On the other hand; this creates a theoretical CDF as described, however; since we are dealing with real continuous data, empirical CDF can also be generated by using ecdf function of base R or stat_ecdf() function of the ggplot. Now let us compare the results of the theoretical and empirical CDFs.

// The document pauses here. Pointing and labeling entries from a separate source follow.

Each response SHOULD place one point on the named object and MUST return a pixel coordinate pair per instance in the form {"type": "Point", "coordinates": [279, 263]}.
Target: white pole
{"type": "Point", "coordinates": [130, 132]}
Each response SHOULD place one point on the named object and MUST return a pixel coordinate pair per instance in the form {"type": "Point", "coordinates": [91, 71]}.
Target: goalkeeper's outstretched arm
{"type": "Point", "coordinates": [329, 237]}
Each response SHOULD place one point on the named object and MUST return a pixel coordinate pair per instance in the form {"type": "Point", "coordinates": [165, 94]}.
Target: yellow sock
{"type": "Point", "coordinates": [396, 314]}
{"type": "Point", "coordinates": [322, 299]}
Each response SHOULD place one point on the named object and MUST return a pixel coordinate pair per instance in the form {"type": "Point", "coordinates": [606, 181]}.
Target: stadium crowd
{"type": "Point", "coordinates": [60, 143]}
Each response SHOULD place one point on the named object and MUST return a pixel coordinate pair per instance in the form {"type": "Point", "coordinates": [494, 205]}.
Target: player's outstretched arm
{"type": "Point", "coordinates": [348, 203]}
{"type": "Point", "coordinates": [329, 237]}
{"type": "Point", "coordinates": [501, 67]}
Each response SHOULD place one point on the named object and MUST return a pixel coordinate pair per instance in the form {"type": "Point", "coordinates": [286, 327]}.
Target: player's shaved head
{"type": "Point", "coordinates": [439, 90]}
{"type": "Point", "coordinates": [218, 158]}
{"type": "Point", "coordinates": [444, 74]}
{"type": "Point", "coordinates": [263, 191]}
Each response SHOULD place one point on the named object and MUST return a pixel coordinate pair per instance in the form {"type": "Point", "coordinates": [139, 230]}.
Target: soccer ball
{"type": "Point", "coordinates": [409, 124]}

Remember that the cdf variable inside prob_frcst is theoretical and created by us, above. An empirical CDF is also shown on plot for comparison.
```{r}
# Comparison plot for the eCDF and theoretical CDFs
ggplot(power, aes(power)) +
stat_ecdf(geom = "line", aes(color = "Empirical CDF")) +
geom_line(data = prob_frcst, aes(x = x, y = cdf, color = "Theroretical CDF"), alpha = 0.9) +
scale_x_continuous(name = "Power")+
scale_y_continuous(name = "CDF (%)", labels = scales::percent, breaks = seq(0,1,0.1))+
ggtitle("Comparison of Theoretical and Empirical CDFs") +
scale_color_manual(name = "CDF Types", values = c("Empirical CDF" = "black","Theroretical CDF"="tomato")) +
theme_bw()
```
Even though this study does not cover the usage of eCDF's, it also has been plotted and the differences have been shown. If you would like to use eCDF outputs, ggplot_build() function can be used for extracting the data of the eCDF plot. Besides, ecdf() function of the base R also gives a function which generates the probability of less than or equal to for a given value of power for the eCDF's!